FoundationDB / fdb-joshua

FoundationDB Correctness service
Apache License 2.0
28 stars 25 forks source link

Once the fail_fast or runs limit is hit, any tests still running will not log or count their results. #36

Open sfc-gh-satherton opened 3 years ago

sfc-gh-satherton commented 3 years ago

It seems to be the case that if a bundle is in an ended state then at the very least tests which are still running and later end with failure will not record their failures or log events into the database. I think tests still running which later end in success might also not be recorded correctly but I'm not sure.

This leads to final job states where

started > ended
started > pass + fail
ended != pass + fail

While over-run (starting more than max-runs tests) been significantly reduced, resolving #1, it is still the case that sometimes a few extra tests are launched. This is problematic because if any test is going to end with a Timeout failure, it will take the longest to run and will not complete until long after the first max-runs tests have completed with success.

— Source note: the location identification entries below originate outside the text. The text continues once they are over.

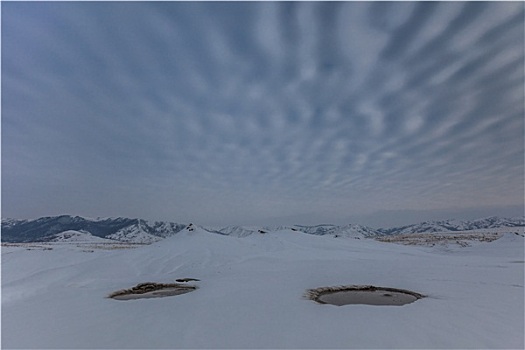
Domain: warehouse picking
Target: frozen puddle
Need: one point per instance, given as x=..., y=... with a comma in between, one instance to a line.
x=368, y=295
x=152, y=290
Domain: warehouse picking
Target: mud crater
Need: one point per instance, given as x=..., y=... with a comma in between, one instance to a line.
x=367, y=295
x=153, y=290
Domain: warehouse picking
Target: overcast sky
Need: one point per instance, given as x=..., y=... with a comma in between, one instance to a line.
x=263, y=113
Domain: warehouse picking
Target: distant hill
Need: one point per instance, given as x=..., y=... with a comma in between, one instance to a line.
x=66, y=227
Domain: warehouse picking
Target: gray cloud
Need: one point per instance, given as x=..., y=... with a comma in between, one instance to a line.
x=228, y=112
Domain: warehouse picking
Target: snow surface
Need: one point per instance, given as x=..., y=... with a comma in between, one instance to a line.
x=251, y=294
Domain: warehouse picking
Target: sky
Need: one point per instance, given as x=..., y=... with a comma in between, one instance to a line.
x=252, y=113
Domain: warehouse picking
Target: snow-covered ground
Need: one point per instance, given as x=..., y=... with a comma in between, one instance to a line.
x=251, y=294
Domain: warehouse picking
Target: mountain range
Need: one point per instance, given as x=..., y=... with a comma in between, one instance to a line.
x=67, y=228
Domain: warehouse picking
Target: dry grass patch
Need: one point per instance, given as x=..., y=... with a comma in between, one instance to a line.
x=368, y=295
x=152, y=290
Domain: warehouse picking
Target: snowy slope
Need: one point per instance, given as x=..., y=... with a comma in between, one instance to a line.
x=251, y=294
x=456, y=225
x=134, y=234
x=72, y=236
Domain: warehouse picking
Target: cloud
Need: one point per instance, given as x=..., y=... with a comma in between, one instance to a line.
x=210, y=109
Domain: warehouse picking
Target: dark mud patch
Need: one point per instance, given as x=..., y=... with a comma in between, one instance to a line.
x=152, y=290
x=367, y=295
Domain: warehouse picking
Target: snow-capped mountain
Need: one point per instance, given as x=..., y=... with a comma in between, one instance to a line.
x=455, y=225
x=142, y=231
x=121, y=229
x=76, y=237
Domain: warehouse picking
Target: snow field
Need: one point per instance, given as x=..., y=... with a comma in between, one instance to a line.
x=251, y=294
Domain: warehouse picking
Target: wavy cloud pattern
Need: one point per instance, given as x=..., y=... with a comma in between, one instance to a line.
x=240, y=111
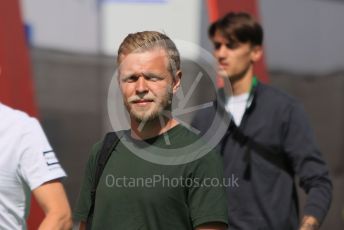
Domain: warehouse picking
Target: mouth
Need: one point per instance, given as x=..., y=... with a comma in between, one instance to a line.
x=223, y=64
x=142, y=102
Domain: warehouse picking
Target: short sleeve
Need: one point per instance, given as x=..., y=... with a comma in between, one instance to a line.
x=83, y=204
x=207, y=198
x=37, y=163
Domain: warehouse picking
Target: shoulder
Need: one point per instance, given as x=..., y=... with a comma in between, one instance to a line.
x=273, y=98
x=274, y=95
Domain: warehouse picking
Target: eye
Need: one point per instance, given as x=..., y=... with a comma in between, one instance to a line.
x=217, y=45
x=232, y=45
x=130, y=79
x=153, y=78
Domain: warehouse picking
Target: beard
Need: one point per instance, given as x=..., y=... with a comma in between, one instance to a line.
x=157, y=107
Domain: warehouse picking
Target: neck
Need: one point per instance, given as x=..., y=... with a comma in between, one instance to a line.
x=241, y=84
x=151, y=128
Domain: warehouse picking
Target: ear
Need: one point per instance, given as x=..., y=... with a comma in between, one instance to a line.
x=256, y=53
x=177, y=80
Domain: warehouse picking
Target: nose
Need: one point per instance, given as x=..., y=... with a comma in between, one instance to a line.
x=221, y=52
x=141, y=85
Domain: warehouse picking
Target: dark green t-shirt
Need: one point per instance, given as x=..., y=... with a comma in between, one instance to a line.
x=136, y=194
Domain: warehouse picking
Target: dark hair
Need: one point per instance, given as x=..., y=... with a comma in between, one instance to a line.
x=238, y=27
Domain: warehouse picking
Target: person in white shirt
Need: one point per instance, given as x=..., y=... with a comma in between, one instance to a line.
x=28, y=164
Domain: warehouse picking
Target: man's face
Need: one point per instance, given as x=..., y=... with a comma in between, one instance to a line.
x=234, y=59
x=146, y=84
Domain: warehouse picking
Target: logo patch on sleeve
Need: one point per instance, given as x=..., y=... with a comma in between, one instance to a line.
x=50, y=158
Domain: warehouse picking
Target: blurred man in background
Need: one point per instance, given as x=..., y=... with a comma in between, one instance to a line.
x=269, y=140
x=28, y=163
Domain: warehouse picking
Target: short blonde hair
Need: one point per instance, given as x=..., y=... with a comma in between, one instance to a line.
x=148, y=40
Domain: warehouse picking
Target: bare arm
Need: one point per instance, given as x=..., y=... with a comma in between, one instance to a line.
x=53, y=200
x=212, y=226
x=309, y=223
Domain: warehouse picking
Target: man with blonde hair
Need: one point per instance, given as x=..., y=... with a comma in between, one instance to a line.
x=133, y=192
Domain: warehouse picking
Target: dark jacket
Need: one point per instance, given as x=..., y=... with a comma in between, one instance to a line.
x=273, y=144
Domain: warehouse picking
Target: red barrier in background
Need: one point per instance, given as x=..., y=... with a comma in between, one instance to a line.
x=218, y=8
x=16, y=88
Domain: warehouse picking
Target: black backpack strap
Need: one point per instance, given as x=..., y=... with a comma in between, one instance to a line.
x=110, y=142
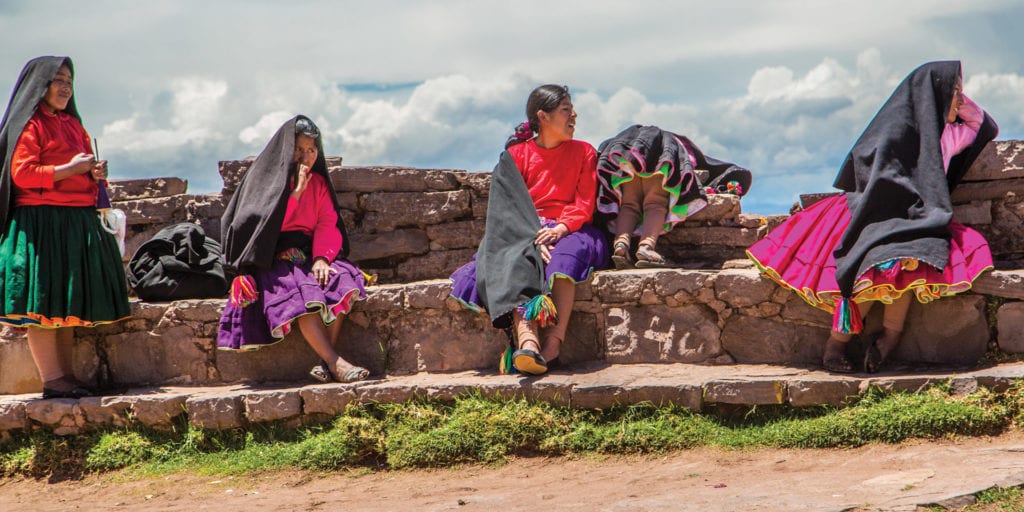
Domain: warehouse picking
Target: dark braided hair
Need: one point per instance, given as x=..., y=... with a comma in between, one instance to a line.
x=546, y=97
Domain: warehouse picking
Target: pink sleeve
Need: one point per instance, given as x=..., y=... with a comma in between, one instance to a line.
x=956, y=136
x=327, y=238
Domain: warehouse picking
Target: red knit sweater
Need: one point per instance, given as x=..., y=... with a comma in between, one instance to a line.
x=562, y=180
x=49, y=140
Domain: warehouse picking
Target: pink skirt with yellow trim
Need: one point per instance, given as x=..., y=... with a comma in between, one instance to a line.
x=798, y=255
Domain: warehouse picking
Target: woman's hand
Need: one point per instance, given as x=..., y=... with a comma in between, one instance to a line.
x=99, y=170
x=323, y=270
x=550, y=236
x=301, y=180
x=545, y=252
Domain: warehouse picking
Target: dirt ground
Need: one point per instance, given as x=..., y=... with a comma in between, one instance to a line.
x=873, y=477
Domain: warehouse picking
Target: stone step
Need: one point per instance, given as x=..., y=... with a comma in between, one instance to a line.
x=625, y=316
x=588, y=385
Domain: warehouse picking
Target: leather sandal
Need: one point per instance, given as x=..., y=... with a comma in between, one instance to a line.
x=621, y=255
x=354, y=374
x=647, y=257
x=321, y=373
x=528, y=361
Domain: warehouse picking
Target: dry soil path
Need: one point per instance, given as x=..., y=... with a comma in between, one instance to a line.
x=873, y=477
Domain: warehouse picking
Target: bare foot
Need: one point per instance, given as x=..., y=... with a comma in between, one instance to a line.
x=835, y=358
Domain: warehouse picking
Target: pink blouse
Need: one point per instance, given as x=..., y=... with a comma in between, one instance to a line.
x=956, y=136
x=313, y=214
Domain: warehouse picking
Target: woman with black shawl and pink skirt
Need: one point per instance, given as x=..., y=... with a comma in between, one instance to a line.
x=539, y=238
x=891, y=236
x=282, y=231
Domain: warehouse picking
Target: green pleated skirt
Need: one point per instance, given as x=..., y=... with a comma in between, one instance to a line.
x=58, y=267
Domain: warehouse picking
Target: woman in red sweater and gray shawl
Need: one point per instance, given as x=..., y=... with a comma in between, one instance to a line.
x=539, y=238
x=283, y=232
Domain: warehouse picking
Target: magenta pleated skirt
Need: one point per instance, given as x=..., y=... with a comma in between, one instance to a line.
x=798, y=255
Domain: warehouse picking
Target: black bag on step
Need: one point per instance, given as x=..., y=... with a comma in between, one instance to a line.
x=179, y=262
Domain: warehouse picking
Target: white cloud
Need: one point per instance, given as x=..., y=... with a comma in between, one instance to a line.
x=195, y=114
x=1003, y=93
x=264, y=128
x=782, y=87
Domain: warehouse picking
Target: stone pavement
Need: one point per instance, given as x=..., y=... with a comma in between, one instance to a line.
x=587, y=385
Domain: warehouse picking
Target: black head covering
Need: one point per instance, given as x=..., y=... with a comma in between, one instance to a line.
x=251, y=223
x=29, y=91
x=509, y=268
x=896, y=189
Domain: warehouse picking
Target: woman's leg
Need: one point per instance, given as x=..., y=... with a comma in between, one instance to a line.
x=655, y=205
x=626, y=222
x=836, y=358
x=629, y=210
x=334, y=331
x=563, y=295
x=66, y=349
x=893, y=317
x=320, y=339
x=46, y=353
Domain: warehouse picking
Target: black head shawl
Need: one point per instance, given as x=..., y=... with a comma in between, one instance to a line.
x=897, y=193
x=251, y=222
x=29, y=91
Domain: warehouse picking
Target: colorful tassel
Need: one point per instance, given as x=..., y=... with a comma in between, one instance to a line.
x=243, y=291
x=909, y=264
x=505, y=365
x=294, y=255
x=889, y=268
x=847, y=318
x=540, y=309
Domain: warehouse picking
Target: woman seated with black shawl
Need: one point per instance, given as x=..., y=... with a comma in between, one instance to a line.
x=891, y=235
x=283, y=231
x=539, y=238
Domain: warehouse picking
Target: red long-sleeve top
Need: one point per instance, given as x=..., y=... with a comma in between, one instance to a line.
x=313, y=214
x=562, y=180
x=49, y=140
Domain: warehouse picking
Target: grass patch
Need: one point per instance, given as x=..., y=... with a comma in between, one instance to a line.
x=418, y=434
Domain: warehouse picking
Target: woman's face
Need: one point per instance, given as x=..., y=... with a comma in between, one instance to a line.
x=559, y=122
x=59, y=90
x=956, y=102
x=305, y=151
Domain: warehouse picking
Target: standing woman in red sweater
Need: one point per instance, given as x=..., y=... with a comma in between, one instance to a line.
x=539, y=238
x=58, y=267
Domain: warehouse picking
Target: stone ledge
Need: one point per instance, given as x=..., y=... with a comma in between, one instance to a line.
x=621, y=316
x=588, y=386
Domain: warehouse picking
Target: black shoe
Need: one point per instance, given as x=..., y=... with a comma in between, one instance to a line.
x=69, y=388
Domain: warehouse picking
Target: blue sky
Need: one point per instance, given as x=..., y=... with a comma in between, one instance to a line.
x=781, y=87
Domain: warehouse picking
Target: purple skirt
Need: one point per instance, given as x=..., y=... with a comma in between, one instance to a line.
x=574, y=257
x=288, y=291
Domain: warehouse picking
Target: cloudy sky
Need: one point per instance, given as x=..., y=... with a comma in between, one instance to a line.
x=781, y=87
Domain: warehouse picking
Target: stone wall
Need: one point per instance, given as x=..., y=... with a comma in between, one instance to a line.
x=410, y=224
x=991, y=200
x=621, y=316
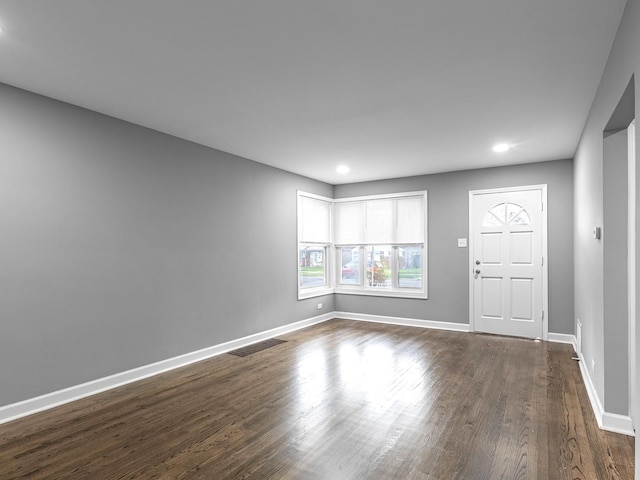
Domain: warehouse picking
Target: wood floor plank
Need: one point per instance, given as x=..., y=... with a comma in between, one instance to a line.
x=339, y=400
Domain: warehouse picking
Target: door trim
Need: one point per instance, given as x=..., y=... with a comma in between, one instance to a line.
x=545, y=266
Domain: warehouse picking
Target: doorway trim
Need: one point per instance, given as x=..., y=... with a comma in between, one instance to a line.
x=545, y=265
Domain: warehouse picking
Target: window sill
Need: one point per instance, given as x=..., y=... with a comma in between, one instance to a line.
x=381, y=293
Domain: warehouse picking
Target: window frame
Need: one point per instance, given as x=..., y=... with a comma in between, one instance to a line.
x=362, y=288
x=327, y=287
x=333, y=252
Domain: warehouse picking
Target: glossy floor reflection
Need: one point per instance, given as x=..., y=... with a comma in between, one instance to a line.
x=340, y=400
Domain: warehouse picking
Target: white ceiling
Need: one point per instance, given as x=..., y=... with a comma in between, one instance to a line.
x=391, y=88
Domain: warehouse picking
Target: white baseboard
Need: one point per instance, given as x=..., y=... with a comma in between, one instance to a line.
x=564, y=338
x=606, y=421
x=76, y=392
x=408, y=322
x=611, y=422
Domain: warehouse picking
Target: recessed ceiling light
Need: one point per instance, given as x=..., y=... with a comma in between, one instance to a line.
x=501, y=147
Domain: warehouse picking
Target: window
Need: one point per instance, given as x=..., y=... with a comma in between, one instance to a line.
x=314, y=240
x=506, y=213
x=372, y=245
x=379, y=244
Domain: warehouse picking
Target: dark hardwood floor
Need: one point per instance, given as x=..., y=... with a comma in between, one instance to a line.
x=340, y=400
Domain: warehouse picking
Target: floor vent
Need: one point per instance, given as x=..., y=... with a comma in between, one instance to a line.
x=256, y=347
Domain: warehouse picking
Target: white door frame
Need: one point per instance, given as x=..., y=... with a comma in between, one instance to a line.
x=631, y=272
x=545, y=256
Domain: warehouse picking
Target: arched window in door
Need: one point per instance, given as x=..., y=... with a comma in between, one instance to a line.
x=506, y=214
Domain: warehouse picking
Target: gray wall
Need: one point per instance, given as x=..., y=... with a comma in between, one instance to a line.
x=448, y=282
x=122, y=246
x=623, y=61
x=614, y=245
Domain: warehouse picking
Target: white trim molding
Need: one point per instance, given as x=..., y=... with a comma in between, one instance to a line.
x=611, y=422
x=60, y=397
x=407, y=322
x=564, y=338
x=606, y=421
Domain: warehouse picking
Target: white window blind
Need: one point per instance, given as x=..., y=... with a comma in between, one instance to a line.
x=379, y=221
x=398, y=220
x=410, y=220
x=349, y=226
x=314, y=220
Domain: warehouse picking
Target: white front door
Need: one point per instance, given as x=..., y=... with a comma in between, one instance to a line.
x=507, y=284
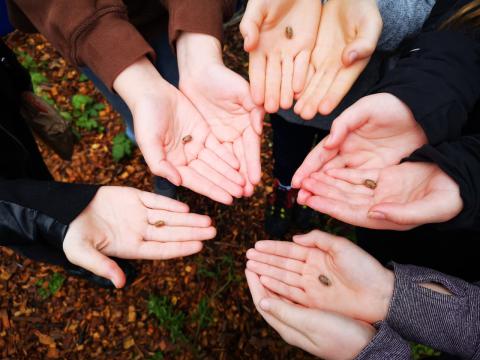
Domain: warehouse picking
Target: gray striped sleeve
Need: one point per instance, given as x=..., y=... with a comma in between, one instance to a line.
x=449, y=323
x=401, y=19
x=386, y=344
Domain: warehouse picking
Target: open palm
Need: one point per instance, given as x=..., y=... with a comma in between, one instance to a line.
x=359, y=286
x=279, y=57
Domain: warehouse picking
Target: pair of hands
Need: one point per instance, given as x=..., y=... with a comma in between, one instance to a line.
x=368, y=141
x=331, y=322
x=205, y=136
x=326, y=49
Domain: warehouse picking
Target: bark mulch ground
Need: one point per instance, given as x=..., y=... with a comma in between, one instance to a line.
x=191, y=308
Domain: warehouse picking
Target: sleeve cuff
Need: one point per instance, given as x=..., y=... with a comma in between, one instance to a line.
x=111, y=46
x=386, y=344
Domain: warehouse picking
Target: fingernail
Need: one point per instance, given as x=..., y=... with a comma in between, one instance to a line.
x=352, y=56
x=377, y=215
x=265, y=304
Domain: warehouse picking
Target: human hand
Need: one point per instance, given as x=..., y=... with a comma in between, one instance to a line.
x=352, y=282
x=347, y=38
x=327, y=335
x=175, y=140
x=120, y=222
x=279, y=57
x=377, y=131
x=406, y=196
x=223, y=99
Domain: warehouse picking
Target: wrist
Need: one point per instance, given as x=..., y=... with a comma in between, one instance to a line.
x=195, y=52
x=139, y=81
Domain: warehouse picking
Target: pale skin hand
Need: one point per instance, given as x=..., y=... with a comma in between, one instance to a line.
x=360, y=287
x=278, y=64
x=118, y=222
x=324, y=334
x=223, y=99
x=407, y=195
x=348, y=35
x=377, y=131
x=163, y=117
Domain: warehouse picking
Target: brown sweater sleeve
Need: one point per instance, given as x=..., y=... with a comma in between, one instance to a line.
x=198, y=16
x=88, y=32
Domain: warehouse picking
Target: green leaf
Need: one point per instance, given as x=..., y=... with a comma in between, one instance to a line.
x=122, y=147
x=81, y=102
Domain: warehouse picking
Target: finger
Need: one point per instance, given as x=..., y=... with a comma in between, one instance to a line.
x=351, y=119
x=314, y=161
x=354, y=176
x=277, y=261
x=286, y=90
x=291, y=293
x=340, y=87
x=251, y=24
x=300, y=70
x=287, y=277
x=430, y=209
x=256, y=71
x=179, y=233
x=239, y=153
x=343, y=185
x=152, y=250
x=282, y=248
x=199, y=184
x=221, y=181
x=177, y=219
x=220, y=166
x=272, y=84
x=319, y=188
x=222, y=152
x=251, y=142
x=365, y=42
x=154, y=201
x=89, y=258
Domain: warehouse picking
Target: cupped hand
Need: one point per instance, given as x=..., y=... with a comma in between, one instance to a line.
x=327, y=335
x=406, y=196
x=325, y=272
x=132, y=224
x=280, y=36
x=377, y=131
x=348, y=35
x=176, y=142
x=223, y=99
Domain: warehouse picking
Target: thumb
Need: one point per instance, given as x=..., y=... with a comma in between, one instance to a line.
x=363, y=46
x=251, y=23
x=89, y=258
x=428, y=210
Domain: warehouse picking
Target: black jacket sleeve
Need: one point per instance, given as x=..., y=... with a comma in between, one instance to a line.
x=461, y=161
x=33, y=211
x=437, y=78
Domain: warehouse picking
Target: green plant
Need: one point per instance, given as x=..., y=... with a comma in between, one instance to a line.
x=168, y=318
x=122, y=147
x=54, y=283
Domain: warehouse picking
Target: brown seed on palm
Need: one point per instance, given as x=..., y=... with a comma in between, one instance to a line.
x=324, y=280
x=289, y=32
x=187, y=139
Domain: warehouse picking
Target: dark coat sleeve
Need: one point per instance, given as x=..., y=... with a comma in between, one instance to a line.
x=461, y=161
x=449, y=323
x=33, y=211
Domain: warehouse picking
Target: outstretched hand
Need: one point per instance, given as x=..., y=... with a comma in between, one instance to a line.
x=176, y=142
x=324, y=272
x=280, y=36
x=132, y=224
x=327, y=335
x=406, y=196
x=223, y=99
x=347, y=38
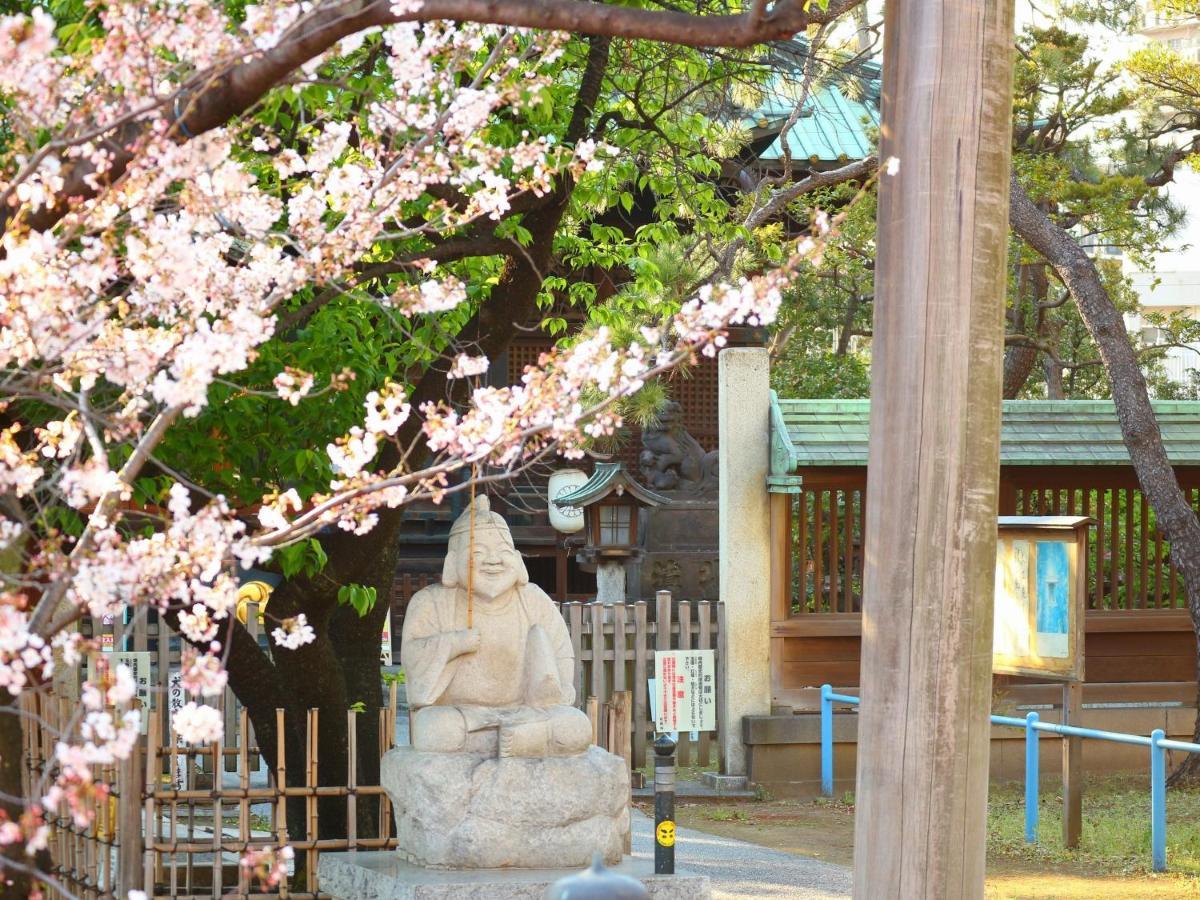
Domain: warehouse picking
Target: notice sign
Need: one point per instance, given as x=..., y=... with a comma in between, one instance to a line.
x=385, y=642
x=1041, y=588
x=139, y=667
x=685, y=687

To give a concrete example, with a limit of 10000 runs if the 500th run is going to run forever and end with Timeout, and the over-run is just 1 test, then the job state will reach started=10001 pass=10000 ended=10000 and be stopped before the failing test completes, after which the failing test will not be recorded. Running the same correctness package with a larger run limit such as 100000 would expose the failure because the bundle will still be active when the timeout failure occurs so it will be recorded.

sfc-gh-kmakino commented 3 years ago

I'm not sure if this happens strictly when there are time-outed tests. I think this is what's happening: try_starting_test can return True to multiple agents if they ask concurrently. This will result started to overshoot. (In this case, if started=9999 and 2 agents calls try_starting_test, they both can start and started becomes 10001. Then, when one of them finishes and ended reaches max_runs, it stops the ensemble. This will result that when the other agent finishes its test, it won't find the ensemble and won't record the result.